We start to divide the world into Good and Evil, what I like and what I dislike, what is reassuring and what is threatening, what is an instrument for me and what is an obstacle, who likes me and who dislikes me. There is *Me* at the center of a network of causality that includes these other elements and nothing else. The rest of the world has become irrelevant, we become indifferent to it. We share our distorted reality with others, or perhaps absorb it from others, as we form allegiances and spread infectious gossip. Shared, this reality becomes even more exaggerated and inevitably others are violated and angered by its biases and prejudices.

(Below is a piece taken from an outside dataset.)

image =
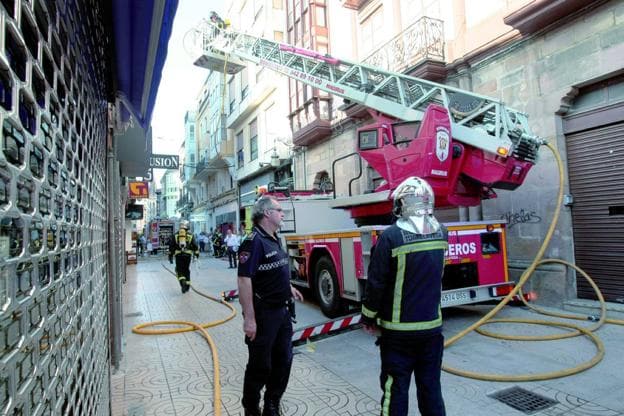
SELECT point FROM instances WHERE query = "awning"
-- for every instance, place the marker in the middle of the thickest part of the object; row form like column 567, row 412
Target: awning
column 141, row 31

And what of the pleasures life offers? We distract ourselves with parties, games and public entertainment and private sexual intrigue. There is enthusiasm, laughter, thrills but there is always tension underneath. We get fat and drink too often, and still we cannot wipe the lack away. We love and, while briefly rousing, there is no peace to be gained, either we stop or they stop and it turns to tragedy, sometimes hatred, depression, suicide, murder. Tension is the stuff of our lives, our sense of lack only grows, we even begin to lack kindness for those close to us, our feelings are blocked, we are emotionally dead. This is what they must mean by quiet desperation
I have been describing the typical unexamined life, driven by unrecognized forces. Buddhist practice, on the other hand, is simple: Just make every moment a gift. In every moment let go of whatever unskillfulness is trying to arise, embrace the skillful, and act accordingly, with virtue, like a buddha, over and over until it becomes habitual.

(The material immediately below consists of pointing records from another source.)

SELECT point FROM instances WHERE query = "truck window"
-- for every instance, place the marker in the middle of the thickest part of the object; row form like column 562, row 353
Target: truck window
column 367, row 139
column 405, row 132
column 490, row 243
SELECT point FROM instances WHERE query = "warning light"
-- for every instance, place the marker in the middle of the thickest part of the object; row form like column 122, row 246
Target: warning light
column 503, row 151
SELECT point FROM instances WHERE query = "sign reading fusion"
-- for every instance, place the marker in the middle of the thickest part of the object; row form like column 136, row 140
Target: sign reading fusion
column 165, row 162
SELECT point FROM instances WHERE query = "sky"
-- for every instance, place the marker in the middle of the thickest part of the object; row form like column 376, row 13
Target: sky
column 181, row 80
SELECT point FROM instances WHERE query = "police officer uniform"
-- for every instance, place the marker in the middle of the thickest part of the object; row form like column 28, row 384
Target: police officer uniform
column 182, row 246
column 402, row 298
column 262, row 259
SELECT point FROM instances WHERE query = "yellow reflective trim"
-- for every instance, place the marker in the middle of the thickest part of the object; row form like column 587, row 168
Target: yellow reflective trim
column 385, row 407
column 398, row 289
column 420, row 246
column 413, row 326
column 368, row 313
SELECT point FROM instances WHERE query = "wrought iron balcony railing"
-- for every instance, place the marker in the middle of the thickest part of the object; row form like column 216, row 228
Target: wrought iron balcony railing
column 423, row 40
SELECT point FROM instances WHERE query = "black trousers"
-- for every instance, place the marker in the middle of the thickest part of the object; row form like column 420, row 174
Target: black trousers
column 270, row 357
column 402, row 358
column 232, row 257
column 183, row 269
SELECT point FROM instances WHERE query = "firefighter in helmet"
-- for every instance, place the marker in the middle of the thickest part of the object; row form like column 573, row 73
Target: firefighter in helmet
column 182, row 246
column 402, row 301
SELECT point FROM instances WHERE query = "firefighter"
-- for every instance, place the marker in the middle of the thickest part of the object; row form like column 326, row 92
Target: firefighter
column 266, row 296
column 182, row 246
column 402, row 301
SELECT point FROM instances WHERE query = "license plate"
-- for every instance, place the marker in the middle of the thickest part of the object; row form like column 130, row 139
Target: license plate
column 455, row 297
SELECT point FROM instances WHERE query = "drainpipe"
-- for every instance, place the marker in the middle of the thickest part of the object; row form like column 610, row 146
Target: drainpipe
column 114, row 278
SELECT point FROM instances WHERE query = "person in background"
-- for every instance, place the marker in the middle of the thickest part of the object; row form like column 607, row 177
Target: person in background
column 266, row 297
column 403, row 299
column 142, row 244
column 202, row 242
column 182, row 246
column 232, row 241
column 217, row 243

Unfortunately it takes a lot of work to gain the thrust needed to escape the bonds of samsara. We need to overcome not only our own deep-seated habits and viewpoints, which might start to appear possible when we go into the seclusion of a meditation retreat or a monastery, but we must at the same time overcome our worldly obligations, the expectations others have of us, all the ongoing stories we were cast some time ago to play a role in, that keep us forcibly enmeshed in our old patterns of thought and action.

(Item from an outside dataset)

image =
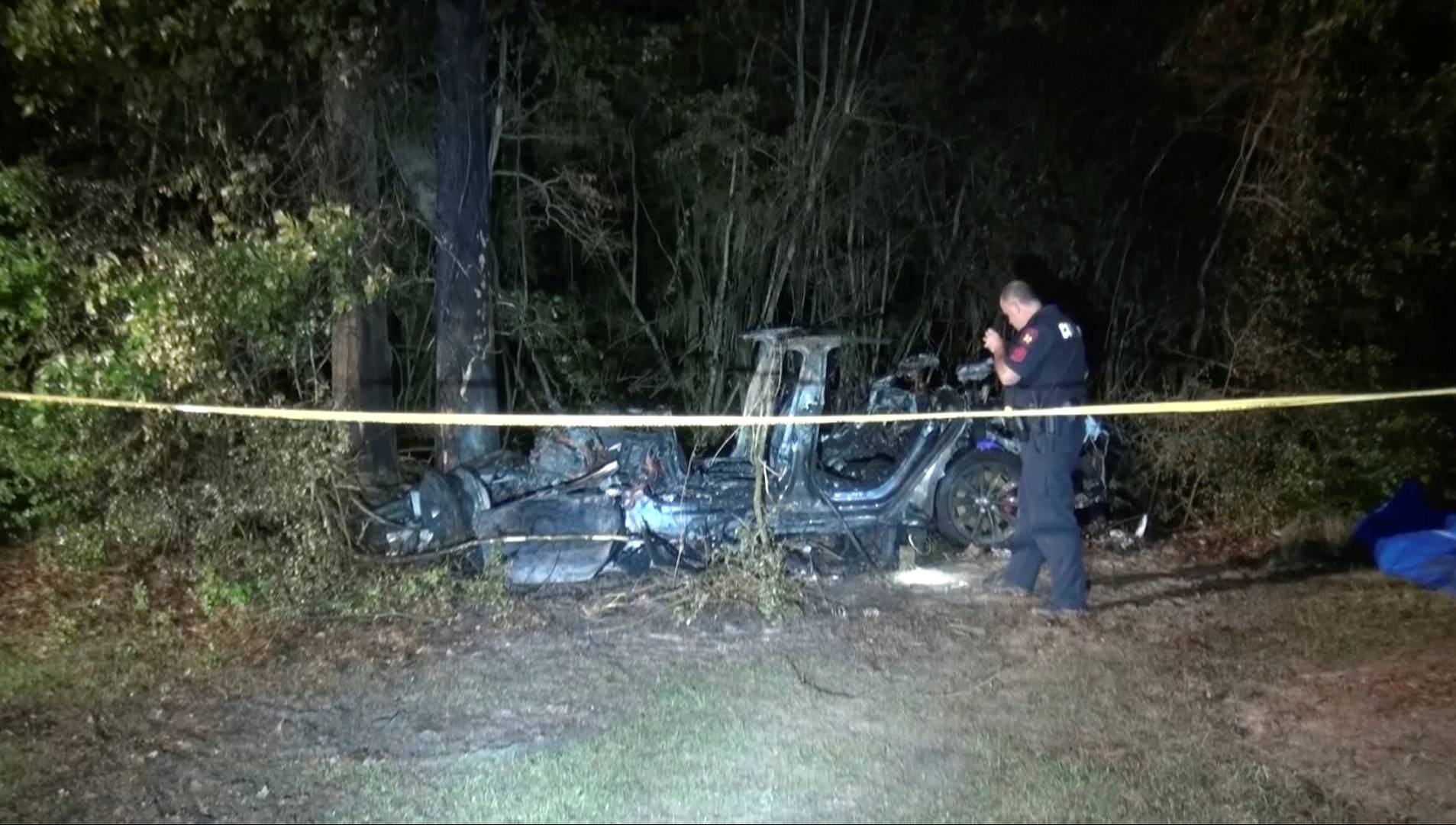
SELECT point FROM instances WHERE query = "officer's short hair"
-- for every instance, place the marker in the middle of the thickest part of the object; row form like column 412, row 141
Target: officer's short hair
column 1019, row 292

We need systematically to go through our lives and cut each bond which compels us to act unskillfully; well maybe keep a few that we just treasure too much. “I don’t need that; I can dispense with that; I’m just not going to play that game any more, you go right ahead.” The more you study samsara, to recognize its illogic, the easier this process will be; things will begin to drop of themselves the way children shed toys as they grow into adolescence. In fact, you will find that almost everything you had assumed before is exactly backwards. You gain happiness not by grasping, but by giving. You gain security not by building a bigger fence but by taking down the fence that you have. You gain self-assurance not by becoming a very important self, but by becoming small and eventually disappearing altogether. We live in a Looking Glass World. Things are not as they seem.